With which idea, I’d answered my own question. If they couldn’t or wouldn’t share Cicily’s (possible) achievements with the world, they couldn’t prominently celebrate her connection with their family, either.
‘Denied,’ said Jay, looking up from Val’s laptop.
I went around the desk and bent over his shoulder. The Elvyng Archives are unable to satisfy your request. Apologies, etc.
‘What does that mean?’ I said. ‘Could that mean they’re already checked out, or something?’
Jay shook his head. ‘If that’s the case they put you on a wait list, and send an estimate of how long you’ll have to wait to get the books.
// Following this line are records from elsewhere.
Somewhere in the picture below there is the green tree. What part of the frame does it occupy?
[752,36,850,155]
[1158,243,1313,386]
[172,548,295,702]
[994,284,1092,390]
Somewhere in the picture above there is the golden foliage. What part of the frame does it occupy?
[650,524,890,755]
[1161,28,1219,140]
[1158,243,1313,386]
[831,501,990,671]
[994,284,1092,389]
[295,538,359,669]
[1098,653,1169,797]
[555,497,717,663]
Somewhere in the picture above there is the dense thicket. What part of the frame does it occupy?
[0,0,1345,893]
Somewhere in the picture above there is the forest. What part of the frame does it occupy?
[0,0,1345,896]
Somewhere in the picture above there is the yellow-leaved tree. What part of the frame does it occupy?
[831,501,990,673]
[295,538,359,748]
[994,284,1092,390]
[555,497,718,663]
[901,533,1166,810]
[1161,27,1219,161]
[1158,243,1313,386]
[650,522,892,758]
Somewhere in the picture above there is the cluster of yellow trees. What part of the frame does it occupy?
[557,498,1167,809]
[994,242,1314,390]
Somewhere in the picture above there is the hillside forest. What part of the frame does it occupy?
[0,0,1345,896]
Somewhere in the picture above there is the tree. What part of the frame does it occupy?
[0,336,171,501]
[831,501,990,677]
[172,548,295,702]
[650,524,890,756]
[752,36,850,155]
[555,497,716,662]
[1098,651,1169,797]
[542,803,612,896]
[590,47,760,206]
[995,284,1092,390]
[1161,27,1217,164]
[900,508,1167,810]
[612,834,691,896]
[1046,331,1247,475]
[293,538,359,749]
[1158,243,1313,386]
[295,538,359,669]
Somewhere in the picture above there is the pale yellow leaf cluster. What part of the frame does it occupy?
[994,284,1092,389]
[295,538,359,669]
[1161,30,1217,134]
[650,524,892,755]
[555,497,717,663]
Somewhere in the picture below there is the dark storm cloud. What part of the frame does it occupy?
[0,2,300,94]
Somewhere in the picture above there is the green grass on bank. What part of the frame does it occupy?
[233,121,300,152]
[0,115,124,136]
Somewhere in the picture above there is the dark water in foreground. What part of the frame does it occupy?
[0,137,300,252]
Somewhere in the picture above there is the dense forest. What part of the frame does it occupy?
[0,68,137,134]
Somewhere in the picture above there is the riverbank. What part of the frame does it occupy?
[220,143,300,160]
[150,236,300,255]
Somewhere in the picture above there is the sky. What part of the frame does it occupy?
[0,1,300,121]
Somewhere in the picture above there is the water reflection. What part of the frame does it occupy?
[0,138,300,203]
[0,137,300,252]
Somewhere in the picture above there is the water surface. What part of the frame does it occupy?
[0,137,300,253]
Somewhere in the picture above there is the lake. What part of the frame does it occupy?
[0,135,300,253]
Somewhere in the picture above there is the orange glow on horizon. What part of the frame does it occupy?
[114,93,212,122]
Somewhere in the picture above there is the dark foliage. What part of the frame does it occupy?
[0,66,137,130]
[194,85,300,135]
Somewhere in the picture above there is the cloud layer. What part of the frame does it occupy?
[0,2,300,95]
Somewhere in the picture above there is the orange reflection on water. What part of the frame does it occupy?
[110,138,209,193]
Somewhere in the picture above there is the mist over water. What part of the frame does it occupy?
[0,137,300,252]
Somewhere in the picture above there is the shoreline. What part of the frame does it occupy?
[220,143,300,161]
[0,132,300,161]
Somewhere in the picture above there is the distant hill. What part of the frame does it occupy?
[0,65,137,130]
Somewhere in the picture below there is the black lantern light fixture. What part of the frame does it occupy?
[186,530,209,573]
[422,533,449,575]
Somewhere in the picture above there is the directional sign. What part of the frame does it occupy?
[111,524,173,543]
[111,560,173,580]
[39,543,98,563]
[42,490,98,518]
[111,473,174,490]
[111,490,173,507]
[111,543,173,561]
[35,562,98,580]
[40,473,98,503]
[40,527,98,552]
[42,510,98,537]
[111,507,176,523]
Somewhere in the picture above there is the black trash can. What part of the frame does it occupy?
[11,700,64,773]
And if they don’t have anything on the subject you’re interested in, or the document’s been lost, they’ll say something like We have not been able to match your request to any extant resources in our archive. This, I haven’t seen before.’
I straightened up, pleased but also frustrated. Yes, this stonewalling was suggestive. They didn’t want anyone poking too far into Cicily’s business. Asking for her will was one thing, considering how little telling information it contained. Asking for all her private papers was another.
‘How did her journal end up in York?’ I said, struck suddenly by the thought. ‘Why isn’t that also buried in the Elvyng Archives?’
Val frowned in thought, and tapped her favourite pen against her lips. ‘It dates from before her marriage,’ she said. ‘So in theory, the Elvyngs have no real right to claim it.’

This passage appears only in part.